Don’t let anyone tell you otherwise- the new Flannery O’Connor movie produced by Ethan Hawke and acted by his daughter Maya Hawke is fantastic. I had a feeling it would be after watching the excellent father-daughter-spiritual father discussion with Bishop Barron. In that discussion Ethan is definitely the more mature thinker and moviemaker (he has been great going back to Gattaca and Training Day), but Maya has spunk and a finger on today’s pulse (watch her in Stranger Things).
I saw the movie today with some Flannery-reading friends, and we all agree it did not disappoint. I think the best way to get more people to see the movie (which I hope will happen) would be to share some questions my friends and I discussed as we were forming our judgment on it.
*SPOILER ALERT*
Q: What’s with the title, “Wildcat”? Is it named after that early short story by Flannery?
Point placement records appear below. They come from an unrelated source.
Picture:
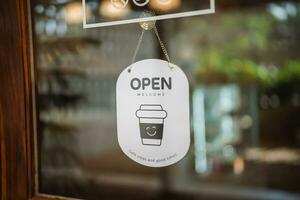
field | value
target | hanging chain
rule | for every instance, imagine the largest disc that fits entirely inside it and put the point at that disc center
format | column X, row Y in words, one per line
column 163, row 47
column 138, row 46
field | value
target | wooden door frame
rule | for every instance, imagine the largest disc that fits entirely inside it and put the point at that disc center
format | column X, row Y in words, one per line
column 16, row 117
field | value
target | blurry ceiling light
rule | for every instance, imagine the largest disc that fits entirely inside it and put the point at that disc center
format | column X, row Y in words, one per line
column 74, row 13
column 107, row 9
column 165, row 5
column 238, row 166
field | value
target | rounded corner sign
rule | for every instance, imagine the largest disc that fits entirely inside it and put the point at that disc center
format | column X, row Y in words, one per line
column 153, row 122
column 182, row 8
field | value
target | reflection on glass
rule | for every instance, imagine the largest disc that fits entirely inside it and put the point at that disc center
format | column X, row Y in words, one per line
column 243, row 64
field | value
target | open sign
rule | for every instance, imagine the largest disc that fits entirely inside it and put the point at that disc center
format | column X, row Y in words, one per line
column 127, row 14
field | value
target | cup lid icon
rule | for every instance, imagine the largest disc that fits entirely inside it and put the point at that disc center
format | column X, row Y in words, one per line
column 151, row 111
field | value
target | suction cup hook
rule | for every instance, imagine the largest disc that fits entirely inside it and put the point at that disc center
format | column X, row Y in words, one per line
column 147, row 25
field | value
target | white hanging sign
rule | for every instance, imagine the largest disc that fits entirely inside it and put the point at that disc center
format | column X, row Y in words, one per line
column 153, row 113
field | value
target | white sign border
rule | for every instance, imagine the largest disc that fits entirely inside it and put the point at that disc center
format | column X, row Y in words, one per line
column 211, row 10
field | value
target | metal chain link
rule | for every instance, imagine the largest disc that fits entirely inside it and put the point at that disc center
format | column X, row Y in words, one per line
column 163, row 47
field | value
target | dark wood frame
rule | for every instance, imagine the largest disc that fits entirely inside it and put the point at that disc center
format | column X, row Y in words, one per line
column 16, row 112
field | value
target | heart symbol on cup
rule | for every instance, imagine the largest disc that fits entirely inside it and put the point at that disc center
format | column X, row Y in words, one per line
column 151, row 131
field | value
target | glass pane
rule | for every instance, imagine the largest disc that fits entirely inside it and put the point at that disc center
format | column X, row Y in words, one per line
column 243, row 65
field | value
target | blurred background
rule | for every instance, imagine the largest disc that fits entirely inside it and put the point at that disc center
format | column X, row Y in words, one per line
column 243, row 64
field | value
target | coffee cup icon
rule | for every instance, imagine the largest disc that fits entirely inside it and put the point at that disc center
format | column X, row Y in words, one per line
column 151, row 122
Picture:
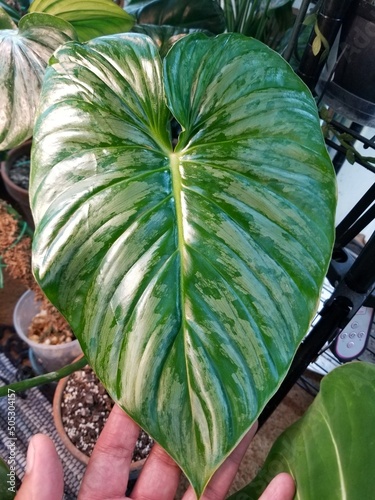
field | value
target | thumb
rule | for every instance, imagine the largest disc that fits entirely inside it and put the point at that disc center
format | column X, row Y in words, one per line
column 44, row 475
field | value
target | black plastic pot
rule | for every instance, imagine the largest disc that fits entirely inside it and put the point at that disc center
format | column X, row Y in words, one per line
column 355, row 70
column 348, row 82
column 17, row 193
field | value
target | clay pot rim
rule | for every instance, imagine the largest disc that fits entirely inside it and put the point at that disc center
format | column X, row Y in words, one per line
column 135, row 467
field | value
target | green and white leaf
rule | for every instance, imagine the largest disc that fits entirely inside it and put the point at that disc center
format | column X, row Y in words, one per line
column 6, row 22
column 189, row 274
column 89, row 18
column 164, row 36
column 24, row 56
column 330, row 451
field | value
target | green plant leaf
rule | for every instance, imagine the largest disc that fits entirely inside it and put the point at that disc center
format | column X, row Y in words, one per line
column 6, row 22
column 189, row 274
column 164, row 36
column 188, row 14
column 330, row 451
column 90, row 19
column 24, row 55
column 13, row 13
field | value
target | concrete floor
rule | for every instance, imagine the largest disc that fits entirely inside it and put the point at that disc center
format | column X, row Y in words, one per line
column 292, row 407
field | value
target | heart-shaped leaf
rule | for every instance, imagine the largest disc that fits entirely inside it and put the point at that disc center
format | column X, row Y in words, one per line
column 189, row 274
column 164, row 36
column 6, row 22
column 330, row 451
column 24, row 53
column 89, row 18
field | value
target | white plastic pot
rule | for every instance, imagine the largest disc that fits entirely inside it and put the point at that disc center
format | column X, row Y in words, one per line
column 52, row 357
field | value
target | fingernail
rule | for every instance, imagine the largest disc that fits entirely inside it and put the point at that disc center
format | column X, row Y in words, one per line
column 30, row 457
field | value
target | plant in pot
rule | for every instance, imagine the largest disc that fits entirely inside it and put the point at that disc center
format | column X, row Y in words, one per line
column 29, row 41
column 200, row 264
column 26, row 46
column 36, row 320
column 81, row 407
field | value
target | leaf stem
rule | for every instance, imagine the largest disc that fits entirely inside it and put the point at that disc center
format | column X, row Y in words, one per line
column 46, row 378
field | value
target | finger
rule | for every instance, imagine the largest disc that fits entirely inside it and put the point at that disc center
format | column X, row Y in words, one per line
column 159, row 477
column 221, row 481
column 281, row 487
column 107, row 473
column 44, row 477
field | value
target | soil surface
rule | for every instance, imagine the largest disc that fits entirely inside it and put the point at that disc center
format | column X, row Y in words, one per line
column 85, row 409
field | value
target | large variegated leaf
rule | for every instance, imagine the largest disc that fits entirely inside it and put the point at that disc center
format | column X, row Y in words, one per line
column 89, row 18
column 6, row 22
column 330, row 452
column 24, row 54
column 164, row 36
column 189, row 274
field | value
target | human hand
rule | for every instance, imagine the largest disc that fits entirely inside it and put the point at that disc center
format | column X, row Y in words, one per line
column 107, row 473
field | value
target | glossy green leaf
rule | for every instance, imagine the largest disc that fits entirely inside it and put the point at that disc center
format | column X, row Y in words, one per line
column 164, row 36
column 188, row 14
column 89, row 18
column 330, row 451
column 13, row 13
column 189, row 274
column 24, row 54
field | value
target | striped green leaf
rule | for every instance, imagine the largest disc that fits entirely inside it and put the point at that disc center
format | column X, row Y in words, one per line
column 190, row 273
column 24, row 54
column 89, row 18
column 330, row 452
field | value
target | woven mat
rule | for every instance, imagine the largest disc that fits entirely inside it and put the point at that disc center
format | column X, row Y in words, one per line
column 34, row 414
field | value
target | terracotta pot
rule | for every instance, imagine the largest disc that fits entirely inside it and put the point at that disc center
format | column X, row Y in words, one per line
column 135, row 467
column 17, row 193
column 52, row 357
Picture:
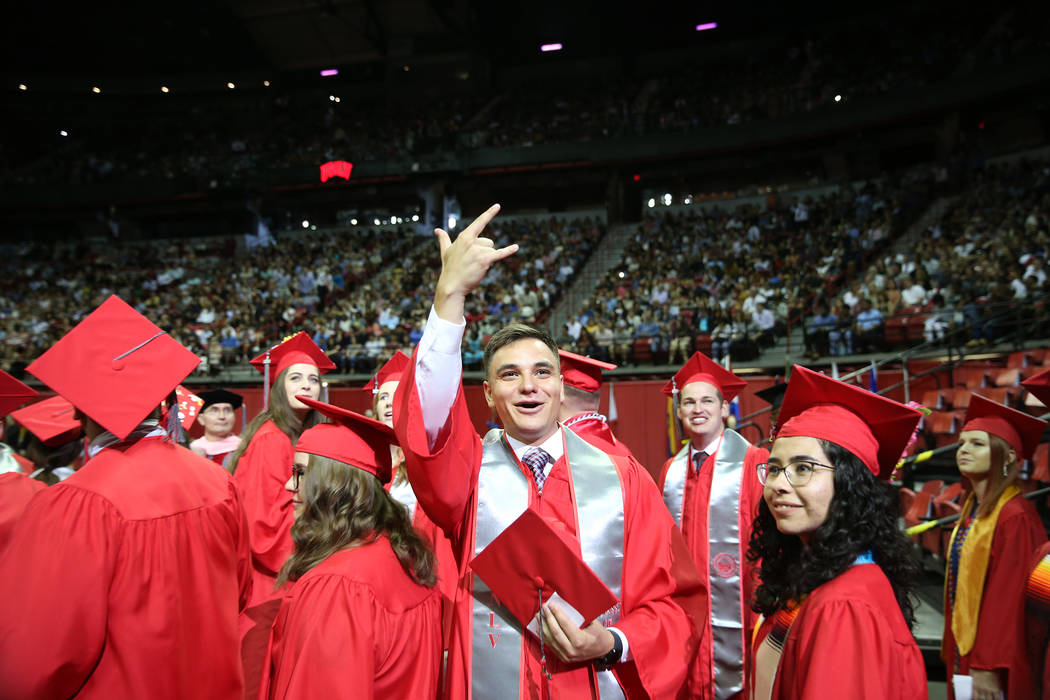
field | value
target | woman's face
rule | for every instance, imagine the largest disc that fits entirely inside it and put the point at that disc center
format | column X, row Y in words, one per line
column 293, row 484
column 799, row 510
column 973, row 455
column 383, row 404
column 305, row 380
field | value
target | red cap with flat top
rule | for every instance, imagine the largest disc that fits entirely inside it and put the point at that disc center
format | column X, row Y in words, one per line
column 116, row 366
column 701, row 368
column 389, row 373
column 874, row 428
column 13, row 394
column 530, row 556
column 298, row 348
column 352, row 439
column 583, row 373
column 51, row 420
column 1020, row 430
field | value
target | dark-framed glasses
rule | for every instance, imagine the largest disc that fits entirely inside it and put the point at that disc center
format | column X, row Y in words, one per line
column 798, row 473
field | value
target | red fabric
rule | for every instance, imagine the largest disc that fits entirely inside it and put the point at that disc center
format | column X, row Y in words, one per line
column 849, row 641
column 125, row 581
column 356, row 627
column 16, row 489
column 263, row 470
column 1000, row 642
column 657, row 587
column 599, row 433
column 1037, row 626
column 694, row 529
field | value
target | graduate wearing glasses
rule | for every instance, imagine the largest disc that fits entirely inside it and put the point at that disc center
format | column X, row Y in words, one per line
column 836, row 571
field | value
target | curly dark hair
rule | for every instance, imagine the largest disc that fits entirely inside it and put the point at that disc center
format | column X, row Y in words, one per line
column 862, row 516
column 344, row 506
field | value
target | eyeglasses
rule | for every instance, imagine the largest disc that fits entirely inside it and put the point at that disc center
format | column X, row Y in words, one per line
column 297, row 472
column 798, row 473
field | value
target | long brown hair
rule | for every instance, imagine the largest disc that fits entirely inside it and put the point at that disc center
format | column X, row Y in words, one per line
column 344, row 506
column 999, row 454
column 282, row 416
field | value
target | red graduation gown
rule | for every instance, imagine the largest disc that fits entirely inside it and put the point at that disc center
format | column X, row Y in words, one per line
column 356, row 627
column 659, row 584
column 849, row 641
column 1000, row 642
column 125, row 580
column 599, row 433
column 16, row 489
column 1037, row 623
column 263, row 470
column 694, row 529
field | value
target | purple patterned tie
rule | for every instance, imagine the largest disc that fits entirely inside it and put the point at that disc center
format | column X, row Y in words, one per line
column 536, row 459
column 698, row 460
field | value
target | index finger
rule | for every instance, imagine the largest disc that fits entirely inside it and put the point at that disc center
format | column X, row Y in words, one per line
column 478, row 225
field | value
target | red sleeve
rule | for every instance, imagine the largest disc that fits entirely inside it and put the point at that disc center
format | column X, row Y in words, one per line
column 1000, row 640
column 443, row 478
column 327, row 650
column 244, row 550
column 263, row 470
column 16, row 490
column 845, row 650
column 54, row 588
column 664, row 597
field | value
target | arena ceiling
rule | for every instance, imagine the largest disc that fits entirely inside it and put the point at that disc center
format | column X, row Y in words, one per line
column 140, row 37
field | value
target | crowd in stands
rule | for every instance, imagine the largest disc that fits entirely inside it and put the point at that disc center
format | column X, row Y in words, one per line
column 218, row 141
column 360, row 295
column 977, row 274
column 728, row 282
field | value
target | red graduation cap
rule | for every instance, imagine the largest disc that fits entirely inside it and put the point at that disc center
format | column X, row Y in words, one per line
column 530, row 556
column 116, row 366
column 51, row 420
column 874, row 428
column 1040, row 386
column 701, row 368
column 13, row 393
column 389, row 373
column 1020, row 430
column 583, row 373
column 353, row 439
column 298, row 348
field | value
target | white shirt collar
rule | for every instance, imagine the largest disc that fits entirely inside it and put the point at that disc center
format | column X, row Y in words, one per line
column 710, row 448
column 554, row 446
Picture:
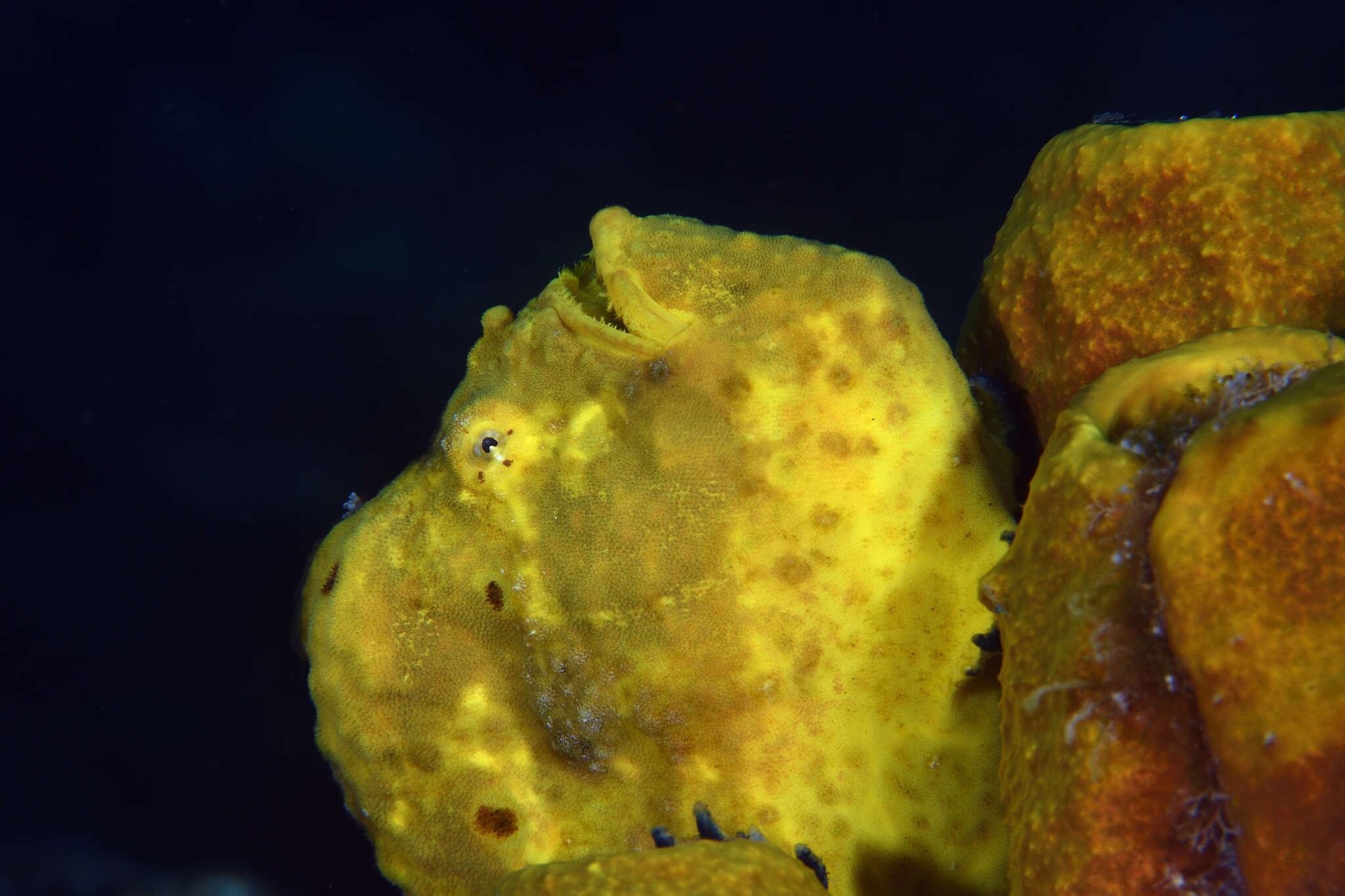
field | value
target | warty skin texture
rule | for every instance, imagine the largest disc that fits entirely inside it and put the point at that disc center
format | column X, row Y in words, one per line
column 725, row 551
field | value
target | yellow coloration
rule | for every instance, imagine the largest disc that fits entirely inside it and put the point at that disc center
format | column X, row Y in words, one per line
column 1247, row 553
column 704, row 868
column 703, row 523
column 1107, row 779
column 1128, row 241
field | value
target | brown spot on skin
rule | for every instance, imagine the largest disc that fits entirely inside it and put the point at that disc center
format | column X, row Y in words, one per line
column 806, row 660
column 834, row 444
column 825, row 517
column 735, row 387
column 495, row 822
column 793, row 568
column 331, row 580
column 658, row 370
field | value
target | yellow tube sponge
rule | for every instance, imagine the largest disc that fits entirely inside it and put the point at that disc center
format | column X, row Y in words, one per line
column 1107, row 779
column 704, row 523
column 1126, row 241
column 1248, row 554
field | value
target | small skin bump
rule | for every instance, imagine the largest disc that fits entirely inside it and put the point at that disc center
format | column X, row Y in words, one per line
column 495, row 822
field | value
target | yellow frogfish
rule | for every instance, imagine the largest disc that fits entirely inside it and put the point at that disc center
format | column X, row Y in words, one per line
column 704, row 522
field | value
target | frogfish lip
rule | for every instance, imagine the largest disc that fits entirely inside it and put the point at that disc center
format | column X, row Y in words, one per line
column 603, row 299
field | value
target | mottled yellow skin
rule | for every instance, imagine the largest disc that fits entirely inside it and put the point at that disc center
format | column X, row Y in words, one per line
column 1107, row 778
column 1248, row 553
column 1126, row 241
column 704, row 868
column 725, row 553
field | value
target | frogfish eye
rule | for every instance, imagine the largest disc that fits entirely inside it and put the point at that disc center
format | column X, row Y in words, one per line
column 487, row 444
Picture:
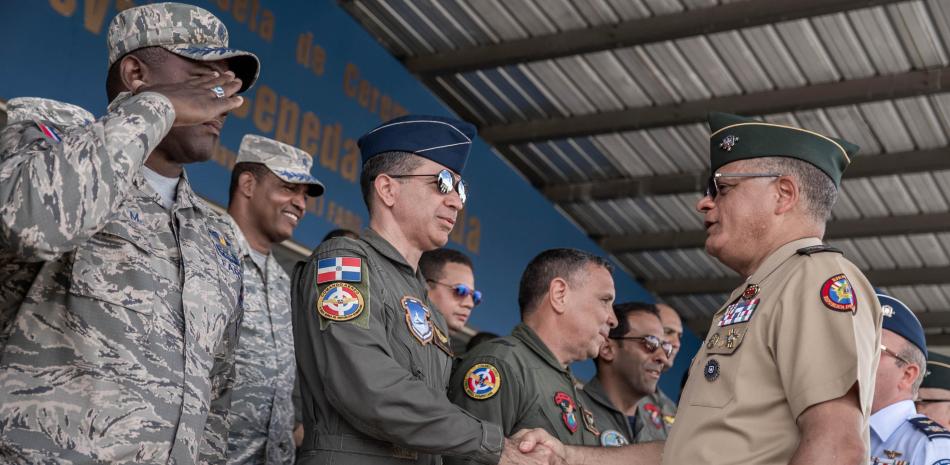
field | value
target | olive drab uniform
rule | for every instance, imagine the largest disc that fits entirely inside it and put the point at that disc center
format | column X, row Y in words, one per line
column 615, row 427
column 119, row 327
column 373, row 362
column 517, row 382
column 802, row 330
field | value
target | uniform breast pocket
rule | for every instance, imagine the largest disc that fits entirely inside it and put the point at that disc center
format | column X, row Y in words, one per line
column 717, row 366
column 113, row 278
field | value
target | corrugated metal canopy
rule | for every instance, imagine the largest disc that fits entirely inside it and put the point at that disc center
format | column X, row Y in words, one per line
column 600, row 105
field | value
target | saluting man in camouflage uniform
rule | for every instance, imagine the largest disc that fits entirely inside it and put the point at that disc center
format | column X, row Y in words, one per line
column 269, row 185
column 121, row 347
column 372, row 354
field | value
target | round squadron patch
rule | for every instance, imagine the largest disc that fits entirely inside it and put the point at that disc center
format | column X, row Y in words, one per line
column 613, row 438
column 340, row 302
column 482, row 381
column 838, row 295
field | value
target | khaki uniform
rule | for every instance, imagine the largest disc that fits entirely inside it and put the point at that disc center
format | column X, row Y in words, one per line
column 119, row 317
column 262, row 411
column 517, row 382
column 655, row 416
column 373, row 363
column 759, row 369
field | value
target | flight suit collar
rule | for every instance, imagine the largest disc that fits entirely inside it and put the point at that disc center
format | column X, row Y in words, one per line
column 525, row 334
column 383, row 247
column 886, row 421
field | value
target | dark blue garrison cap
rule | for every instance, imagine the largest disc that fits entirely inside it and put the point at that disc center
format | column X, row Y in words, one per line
column 899, row 319
column 446, row 141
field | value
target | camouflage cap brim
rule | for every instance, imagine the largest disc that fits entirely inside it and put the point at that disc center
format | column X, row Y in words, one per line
column 245, row 65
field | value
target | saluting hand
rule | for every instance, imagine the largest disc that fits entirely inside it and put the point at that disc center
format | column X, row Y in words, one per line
column 195, row 100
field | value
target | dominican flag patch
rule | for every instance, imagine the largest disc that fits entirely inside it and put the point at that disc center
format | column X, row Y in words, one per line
column 339, row 269
column 739, row 312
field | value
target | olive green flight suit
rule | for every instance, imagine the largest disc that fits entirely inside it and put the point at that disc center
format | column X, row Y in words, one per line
column 522, row 386
column 374, row 389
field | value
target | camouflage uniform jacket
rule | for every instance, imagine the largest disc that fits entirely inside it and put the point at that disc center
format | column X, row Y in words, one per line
column 373, row 392
column 118, row 318
column 262, row 413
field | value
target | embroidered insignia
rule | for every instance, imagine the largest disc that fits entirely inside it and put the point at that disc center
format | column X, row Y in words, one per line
column 339, row 269
column 838, row 295
column 750, row 292
column 417, row 317
column 711, row 371
column 567, row 406
column 613, row 438
column 340, row 302
column 654, row 415
column 482, row 381
column 226, row 252
column 728, row 142
column 589, row 422
column 739, row 312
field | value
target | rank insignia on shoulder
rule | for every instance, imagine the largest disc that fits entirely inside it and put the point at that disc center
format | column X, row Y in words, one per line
column 418, row 319
column 739, row 312
column 568, row 409
column 613, row 438
column 838, row 295
column 340, row 302
column 929, row 427
column 482, row 381
column 347, row 269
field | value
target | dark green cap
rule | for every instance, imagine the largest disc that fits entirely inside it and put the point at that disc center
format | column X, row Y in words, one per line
column 938, row 371
column 733, row 138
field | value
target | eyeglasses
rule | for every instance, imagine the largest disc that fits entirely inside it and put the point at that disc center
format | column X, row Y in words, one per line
column 462, row 291
column 713, row 188
column 445, row 180
column 650, row 343
column 893, row 354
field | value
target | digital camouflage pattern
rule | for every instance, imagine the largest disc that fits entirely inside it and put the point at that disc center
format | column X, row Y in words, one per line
column 117, row 337
column 285, row 161
column 262, row 411
column 184, row 30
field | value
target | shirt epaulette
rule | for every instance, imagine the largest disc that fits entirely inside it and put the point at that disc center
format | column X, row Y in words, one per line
column 929, row 427
column 817, row 249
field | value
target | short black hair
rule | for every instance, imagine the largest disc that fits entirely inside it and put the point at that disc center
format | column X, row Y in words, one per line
column 257, row 169
column 385, row 163
column 432, row 262
column 340, row 233
column 552, row 263
column 151, row 56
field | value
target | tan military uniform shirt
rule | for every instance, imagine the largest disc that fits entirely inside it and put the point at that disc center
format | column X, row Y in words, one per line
column 759, row 370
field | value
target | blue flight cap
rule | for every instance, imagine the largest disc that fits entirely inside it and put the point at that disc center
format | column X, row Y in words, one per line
column 899, row 319
column 446, row 141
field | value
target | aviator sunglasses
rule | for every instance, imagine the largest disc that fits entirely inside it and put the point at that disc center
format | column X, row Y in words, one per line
column 445, row 180
column 650, row 343
column 462, row 290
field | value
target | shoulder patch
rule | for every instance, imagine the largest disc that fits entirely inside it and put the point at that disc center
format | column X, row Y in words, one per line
column 929, row 427
column 347, row 269
column 482, row 381
column 838, row 295
column 340, row 302
column 813, row 249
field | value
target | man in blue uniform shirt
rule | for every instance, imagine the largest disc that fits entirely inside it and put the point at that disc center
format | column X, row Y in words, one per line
column 899, row 435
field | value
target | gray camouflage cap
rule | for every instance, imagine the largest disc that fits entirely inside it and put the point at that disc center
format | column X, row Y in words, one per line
column 285, row 161
column 56, row 113
column 184, row 30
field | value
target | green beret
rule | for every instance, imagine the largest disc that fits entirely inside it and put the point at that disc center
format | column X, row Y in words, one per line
column 734, row 138
column 938, row 371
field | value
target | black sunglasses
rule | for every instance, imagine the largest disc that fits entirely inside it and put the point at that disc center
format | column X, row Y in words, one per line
column 445, row 180
column 650, row 343
column 463, row 291
column 712, row 185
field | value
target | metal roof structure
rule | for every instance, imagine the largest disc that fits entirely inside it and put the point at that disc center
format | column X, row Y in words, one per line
column 601, row 104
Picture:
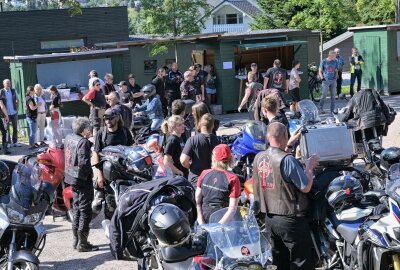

Yes- but truth be told, there is only a slight, slight connection between the short story and this story. Maya’s explanation to Bishop Barron seems like a bit of a stretch- that Flannery’s character is like a Wildcat. The plot of the movie MAINLY connected with the short story “The Enduring Chill”. If you read one thing before watching the movie (and really you should), read THE ENDURING CHILL about an intellectual returning home to the south from New York who is haunted by an image of the Holy Ghost- an ice bird.
Q: Does Wildcat capture the magic of Flannery’s genius? Yes. The key scenes of five or six of her other short stories are excellently represented by Maya (Everything That Rises Must Converge, Good Country People, The Life You Save May Be Your Own, Revelation, and Parker's Back). Those were very good choices, some of her best.
Q: What if you’ve never read Flannery or don’t like what Flannery writes- will this move still stand up? Yes, because Flannery is such an amazing person that her life in itself makes for a good story.
Q: Is Wildcat true to Flannery as a person? I think so- from her letters and other accounts we know Flannery was multifaceted, but most of all was a devout Catholic who tried to bring that into every part of her life. Was Flannery O’Connor romantically involved with Robert Lowell (“Cal”)? My friends say that was certainly a possibility but they don’t know that for sure- but Wildcat would be stupid not to include a love story in a movie. The one thing I might change is to have more scenes with Flannery laughing; she cracks jokes and smiles alot, as she does in the old photographs, but she doesn’t really laugh that much. Maybe that’s right, but personally I always imagined Flannery laughing her ass off at the funny things she’d think up- and write up in her stories. Yes she was in extreme pain due to her debilitating disease… but I have known many Irish and southerners with an approach to life of laughing about something so they wouldn’t have to cry about something (O’Connor was both).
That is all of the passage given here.